One of the things we do a lot of here at J&G is set the record straight when people start misrepresenting the facts. We want to remind people that not everybody who sounds like they know what they’re talking about really does. This is true for scientists, politicians, educators, ministers, and apologists.
Recently I came across an audio of a guy “explaining” the history of the Pentecostal and Charismatic movements. I was stunned by how much he got wrong, either by inaccuracies or omission. I’m not picking on the guy. In fact I’m not going to provide a name or a location for him. I’m simply interested in addressing misinformation.
- About 1:15 in he says that Pentecostalism is the view that the experience of the baptism in the Holy Spirit that occurred on the Day of Pentecost is “normative … yea REQUIRED”. In fact very few Pentecostals view the experience as required for salvation. It’s encouraged, for sure. But required? No. He didn’t say what it’s required for, but I think the implication is obvious.
- About 4:50 in he claims that the third wave (think Word of Faith movement) teaches that bad things could never happen to Christians. I’ve never heard anybody teach that. This is one of those straw man arguments that WoF opponents use.
- About 9:30 in he states that Charles Parham was accused of sodomy. While that is true, it’s also true that the San Antonio prosecuting attorney dismissed all charges against him, stating that there was absolutely no evidence. It’s also true that Parham said that the accusations were brought by a jealous member of a church association who lost his church members to another association. If you’re going to resurrect rumors that are over a century old you shouldn’t omit pertinent facts like these.
- At about 9:55 in he says that Agnes Ozman, the first person reported to have spoken in tongues at Parham’s bible school, was described as “a basket case”. I can’t find anything on that, but if you’re going to offer that description you might also offer the description of what happened with her. She was reported to have spoken in Chinese. She was described as having a halo around her head. She was also reported to have been unable to write or speak in English for three days. She was also described as an evangelist. That might have been useful information to include.
- About 10:50 in he characterizes speaking in tongues as a metaphysical idea. “Metaphysical” can either mean “beyond the physical” which would apply to angels, demons, God, and Satan. In that sense Christianity is a metaphysical concept. But the way it’s usually used, “metaphysical” refers to New Thought, an unbiblical movement from the 19th century. Speaking in tongues has nothing in common with New Thought whatsoever. This is just another case of labeling.

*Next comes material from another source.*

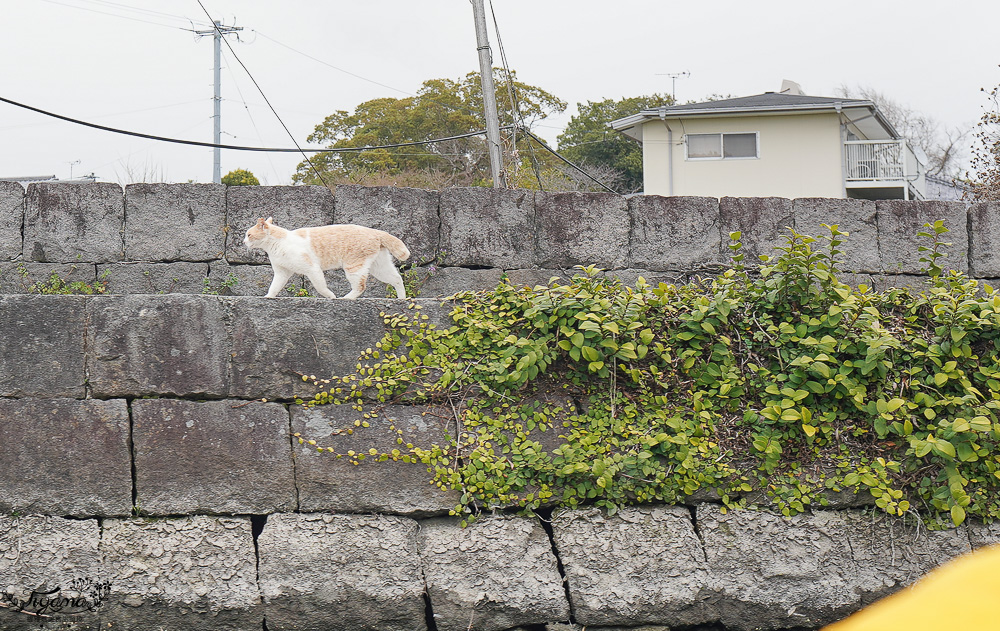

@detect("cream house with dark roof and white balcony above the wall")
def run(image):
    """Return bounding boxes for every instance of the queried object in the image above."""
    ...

[610,81,926,199]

- Right after that he says that William Seymour went to San Francisco. He repeats that at about 11:55 and adds that he went to Azusa Street. Azusa Street wasn’t in San Francisco. It was and still is in Los Angeles. He then spells Azusa for us … A S U Z A … WRONG!

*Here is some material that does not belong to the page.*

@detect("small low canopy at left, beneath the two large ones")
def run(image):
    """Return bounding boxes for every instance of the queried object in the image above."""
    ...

- He then says that Seymour predicts judgment to San Francisco if they don’t repent, and shortly afterward the worst earthquake in the history of the US hit San Francisco. I don’t know if Seymour predicted any earthquake or not but again, he was in Los Angeles, not San Francisco.
- 15:30 in he claims that Aimee Semple McPherson divorced her second husband. In fact, he was the one who filed for divorce.

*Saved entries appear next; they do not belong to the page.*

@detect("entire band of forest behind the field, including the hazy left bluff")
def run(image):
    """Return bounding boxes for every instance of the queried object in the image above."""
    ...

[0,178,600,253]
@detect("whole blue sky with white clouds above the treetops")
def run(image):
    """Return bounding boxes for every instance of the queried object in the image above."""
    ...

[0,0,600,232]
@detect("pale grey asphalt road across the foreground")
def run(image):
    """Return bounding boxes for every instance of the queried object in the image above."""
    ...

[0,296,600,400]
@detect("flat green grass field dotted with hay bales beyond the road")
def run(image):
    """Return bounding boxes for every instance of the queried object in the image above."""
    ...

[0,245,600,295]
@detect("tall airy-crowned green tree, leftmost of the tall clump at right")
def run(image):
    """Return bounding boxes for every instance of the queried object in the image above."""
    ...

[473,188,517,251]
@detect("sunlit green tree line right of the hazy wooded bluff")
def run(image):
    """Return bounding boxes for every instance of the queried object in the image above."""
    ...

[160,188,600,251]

- About 16:45 he says that Aimee Semple McPherson died in her early 40s. She was 53.
- About 17:30 he claims that Aimee Semple McPherson faked a kidnapping to cover up a tryst in Mexico with Milton Berle. While Berle did claim to have had an affair with McPherson, he certainly didn’t claim to have been with her in Mexico. He said that they met at her apartment in Los Angeles, and he recalled seeing a crucifix in her apartment. It’s highly unlikely that a Pentecostal would have had a crucifix in their home given their view toward Catholicism. Berle was known to fabricate stories of his sexual exploits, and her daughter says that she never had an apartment. Authorities who investigated McPherson’s kidnapping story strongly suspected that she was in Mexico with a radio engineer named Kenneth G. Ormiston, not Milton Berle.
- At 21:20 he says that there are only four recorded times between the first century and the 20th century where tongues occurred. Not even close. History records dozens of cases of the manifestation of tongues and other spiritual gifts throughout the church age.
In 22 minutes of audio he got 11 things wrong, and I’m not including the doctrinal issues that I think he’s wrong about. We’re just talking about factually wrong. That’s one every two minutes! This is actually quite common with apologists when they go on a rant about something that bothers them. Facts take the back seat, and they end up losing credibility. And what do you have when you lose that?